Abstract

Recognizing the attention currently devoted to the environmental impact of aviation, this three-part publication series introduces two new aircraft propulsion concepts for the timeframe beyond 2030. Part one focuses on the steam injecting and recovering aero engine concept. This second part presents the free-piston composite cycle engine concept. A third publication, building upon those two concepts, presents the project which aims for demonstrating the proof of concept with numerical simulation and test-bench experiments up to a technology readiness level of three.

The free-piston composite cycle engine concept is composed of a gas turbine topped with a free-piston system. The latter is a self-powered gas generator in which the internal combustion process drives an integrated air compressor. Here, several free-piston engines replace the high-pressure core of the gas turbine. Through the ability to work at much higher temperatures and pressures, the overall system efficiency can be increased significantly, and fuel burn as well as CO2 emissions reduce.

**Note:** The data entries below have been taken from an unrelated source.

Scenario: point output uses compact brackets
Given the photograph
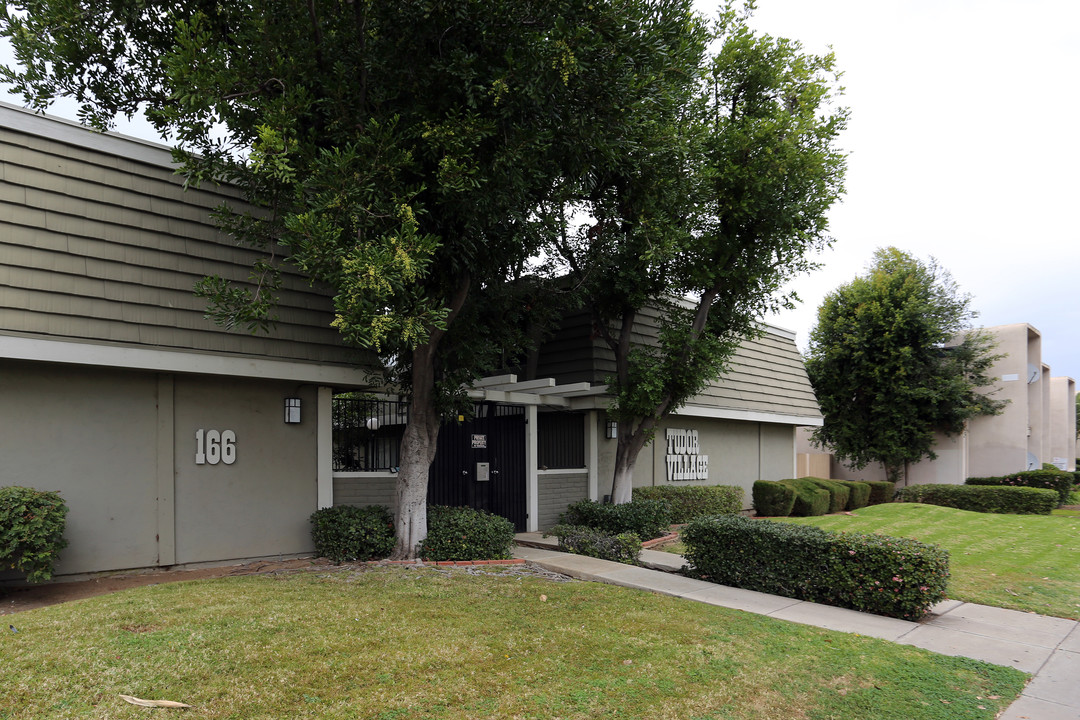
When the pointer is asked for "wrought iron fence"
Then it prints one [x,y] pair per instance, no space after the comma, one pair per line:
[367,434]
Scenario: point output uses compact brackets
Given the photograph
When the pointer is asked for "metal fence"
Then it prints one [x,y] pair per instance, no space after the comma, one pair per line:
[367,434]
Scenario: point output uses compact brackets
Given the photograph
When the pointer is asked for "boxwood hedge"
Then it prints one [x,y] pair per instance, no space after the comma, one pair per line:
[871,573]
[687,502]
[645,518]
[463,533]
[345,532]
[1057,480]
[984,499]
[31,531]
[839,493]
[773,499]
[810,500]
[860,493]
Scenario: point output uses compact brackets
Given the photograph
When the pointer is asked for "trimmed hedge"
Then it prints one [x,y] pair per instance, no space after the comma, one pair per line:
[984,499]
[623,547]
[839,493]
[860,493]
[645,518]
[773,499]
[31,531]
[1057,480]
[871,573]
[345,532]
[687,502]
[810,500]
[463,533]
[881,491]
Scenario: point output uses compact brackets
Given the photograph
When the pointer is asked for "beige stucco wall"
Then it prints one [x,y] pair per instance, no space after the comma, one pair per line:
[120,447]
[92,436]
[1063,422]
[1000,444]
[258,505]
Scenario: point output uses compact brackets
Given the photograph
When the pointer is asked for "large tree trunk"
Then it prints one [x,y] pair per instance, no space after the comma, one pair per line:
[631,442]
[418,446]
[420,442]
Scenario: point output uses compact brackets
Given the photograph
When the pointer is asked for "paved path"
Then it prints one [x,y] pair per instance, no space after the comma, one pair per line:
[1048,648]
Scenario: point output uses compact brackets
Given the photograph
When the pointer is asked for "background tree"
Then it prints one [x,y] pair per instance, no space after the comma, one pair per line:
[707,222]
[893,361]
[405,153]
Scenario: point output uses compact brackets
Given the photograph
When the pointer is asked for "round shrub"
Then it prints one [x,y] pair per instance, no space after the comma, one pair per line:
[860,494]
[773,499]
[810,500]
[463,533]
[345,532]
[31,531]
[839,493]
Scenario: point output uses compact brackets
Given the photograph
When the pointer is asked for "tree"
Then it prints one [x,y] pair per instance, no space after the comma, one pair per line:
[707,222]
[893,361]
[404,153]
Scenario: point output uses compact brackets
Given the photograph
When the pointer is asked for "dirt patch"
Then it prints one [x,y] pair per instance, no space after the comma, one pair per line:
[29,597]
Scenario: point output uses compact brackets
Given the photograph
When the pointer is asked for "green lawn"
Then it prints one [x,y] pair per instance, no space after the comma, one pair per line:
[1027,562]
[391,643]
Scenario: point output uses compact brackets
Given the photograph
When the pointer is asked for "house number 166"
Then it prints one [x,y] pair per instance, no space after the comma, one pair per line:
[213,447]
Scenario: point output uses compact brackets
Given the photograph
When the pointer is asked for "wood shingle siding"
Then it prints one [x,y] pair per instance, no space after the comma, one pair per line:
[765,376]
[106,245]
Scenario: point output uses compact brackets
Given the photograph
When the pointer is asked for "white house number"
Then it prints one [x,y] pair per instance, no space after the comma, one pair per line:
[213,447]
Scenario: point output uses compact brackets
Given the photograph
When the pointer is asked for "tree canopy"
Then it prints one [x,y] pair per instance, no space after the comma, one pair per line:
[893,361]
[704,228]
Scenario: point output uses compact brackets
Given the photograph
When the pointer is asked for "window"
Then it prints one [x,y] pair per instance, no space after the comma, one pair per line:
[561,438]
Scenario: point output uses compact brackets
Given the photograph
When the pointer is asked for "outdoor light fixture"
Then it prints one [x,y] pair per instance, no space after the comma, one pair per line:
[292,410]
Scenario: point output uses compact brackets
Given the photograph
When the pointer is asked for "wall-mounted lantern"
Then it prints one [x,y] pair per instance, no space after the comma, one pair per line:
[292,410]
[611,430]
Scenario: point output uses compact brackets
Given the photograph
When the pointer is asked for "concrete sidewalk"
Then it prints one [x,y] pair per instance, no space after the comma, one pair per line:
[1048,648]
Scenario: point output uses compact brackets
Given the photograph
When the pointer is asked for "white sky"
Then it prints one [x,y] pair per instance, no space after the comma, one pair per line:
[963,141]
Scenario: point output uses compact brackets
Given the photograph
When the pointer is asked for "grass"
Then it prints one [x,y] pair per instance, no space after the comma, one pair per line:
[1028,562]
[388,643]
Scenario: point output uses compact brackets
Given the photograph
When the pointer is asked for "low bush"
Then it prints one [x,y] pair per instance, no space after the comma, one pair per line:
[343,532]
[645,518]
[773,499]
[839,493]
[463,533]
[31,531]
[860,493]
[1055,479]
[984,499]
[881,491]
[623,547]
[810,500]
[687,502]
[871,573]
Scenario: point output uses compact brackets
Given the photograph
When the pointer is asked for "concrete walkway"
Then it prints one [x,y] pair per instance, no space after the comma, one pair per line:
[1048,648]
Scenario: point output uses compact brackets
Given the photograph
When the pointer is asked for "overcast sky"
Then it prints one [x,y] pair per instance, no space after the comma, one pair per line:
[963,141]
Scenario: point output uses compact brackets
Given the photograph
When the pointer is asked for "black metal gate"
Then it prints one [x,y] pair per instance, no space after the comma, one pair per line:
[481,463]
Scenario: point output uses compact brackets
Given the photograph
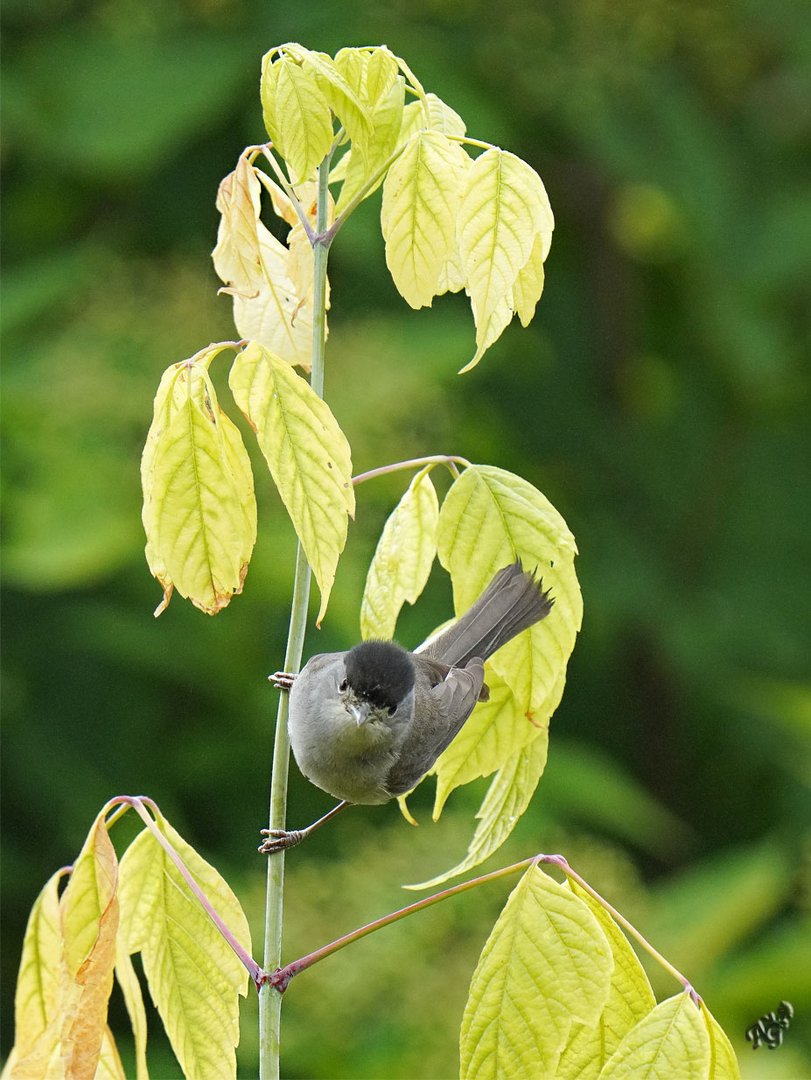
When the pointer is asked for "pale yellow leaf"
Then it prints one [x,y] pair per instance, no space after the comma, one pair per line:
[194,977]
[672,1041]
[529,283]
[545,966]
[418,217]
[403,558]
[36,998]
[237,256]
[631,998]
[307,454]
[89,917]
[489,518]
[496,730]
[199,507]
[503,207]
[339,95]
[508,797]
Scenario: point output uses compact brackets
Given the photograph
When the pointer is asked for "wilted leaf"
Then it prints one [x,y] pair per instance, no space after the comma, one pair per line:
[403,558]
[671,1041]
[503,208]
[89,917]
[545,966]
[194,977]
[199,507]
[127,980]
[307,454]
[508,797]
[631,998]
[420,198]
[489,518]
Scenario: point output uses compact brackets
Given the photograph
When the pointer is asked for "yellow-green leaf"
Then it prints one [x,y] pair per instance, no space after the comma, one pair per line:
[545,966]
[631,998]
[403,558]
[89,918]
[130,984]
[337,92]
[722,1061]
[671,1041]
[194,979]
[307,453]
[199,507]
[508,797]
[297,116]
[529,283]
[503,207]
[489,518]
[497,729]
[36,999]
[418,217]
[374,77]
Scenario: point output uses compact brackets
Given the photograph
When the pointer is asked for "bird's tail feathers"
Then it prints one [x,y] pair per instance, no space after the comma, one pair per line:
[512,602]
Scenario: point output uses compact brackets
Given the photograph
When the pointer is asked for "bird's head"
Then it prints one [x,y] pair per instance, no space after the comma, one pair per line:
[378,677]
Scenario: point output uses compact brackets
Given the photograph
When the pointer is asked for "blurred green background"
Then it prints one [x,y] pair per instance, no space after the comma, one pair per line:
[660,400]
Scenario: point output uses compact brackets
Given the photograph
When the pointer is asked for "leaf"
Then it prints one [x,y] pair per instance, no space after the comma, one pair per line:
[545,966]
[671,1041]
[307,453]
[89,918]
[722,1060]
[489,518]
[296,116]
[374,77]
[403,558]
[503,208]
[36,999]
[508,797]
[631,998]
[418,217]
[497,729]
[194,979]
[529,283]
[199,505]
[127,980]
[271,285]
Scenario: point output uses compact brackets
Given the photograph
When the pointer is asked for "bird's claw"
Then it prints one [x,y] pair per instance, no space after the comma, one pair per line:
[279,839]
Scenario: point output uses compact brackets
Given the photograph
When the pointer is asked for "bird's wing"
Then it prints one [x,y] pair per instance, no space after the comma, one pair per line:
[445,707]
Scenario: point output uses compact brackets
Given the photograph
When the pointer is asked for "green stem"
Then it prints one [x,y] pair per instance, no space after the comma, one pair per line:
[435,459]
[270,999]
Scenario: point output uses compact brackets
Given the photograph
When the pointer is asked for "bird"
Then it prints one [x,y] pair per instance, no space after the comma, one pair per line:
[366,725]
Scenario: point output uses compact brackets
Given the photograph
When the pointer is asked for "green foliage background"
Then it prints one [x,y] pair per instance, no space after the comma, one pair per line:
[660,400]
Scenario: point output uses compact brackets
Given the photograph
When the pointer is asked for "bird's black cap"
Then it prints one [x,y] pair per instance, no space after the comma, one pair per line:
[380,673]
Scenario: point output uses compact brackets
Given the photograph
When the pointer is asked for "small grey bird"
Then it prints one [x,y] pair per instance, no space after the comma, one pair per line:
[368,724]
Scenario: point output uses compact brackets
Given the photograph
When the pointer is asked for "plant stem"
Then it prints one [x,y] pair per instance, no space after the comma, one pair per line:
[282,976]
[437,459]
[561,862]
[270,999]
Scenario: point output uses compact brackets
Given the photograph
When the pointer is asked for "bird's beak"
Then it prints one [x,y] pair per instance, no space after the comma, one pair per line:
[359,711]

The proposed free-piston composite cycle engine design is described in detail, and the sources of thermodynamic benefits are stated. Concrete engineering solutions consider the implementation into an aircraft. The free-piston design enables lower weight and size compared to a crankshaft-bound piston engine, as no mechanical transmission and lubrication system is required. The absence of a crankshaft and connecting rods eliminates reactive forces, reduces mechanical losses, and allows higher mean piston velocities. Facilitated through air lubrication, higher cylinder temperatures are viable. The reduction of heat losses enables cooling of the piston-cylinder with core fluid. The use of a sequential combustion chamber can enhance operability and tailor the production of NOx in low-altitude operation. A discussion of emissions affecting the environment shows the potential to reduce the climate impact of aviation.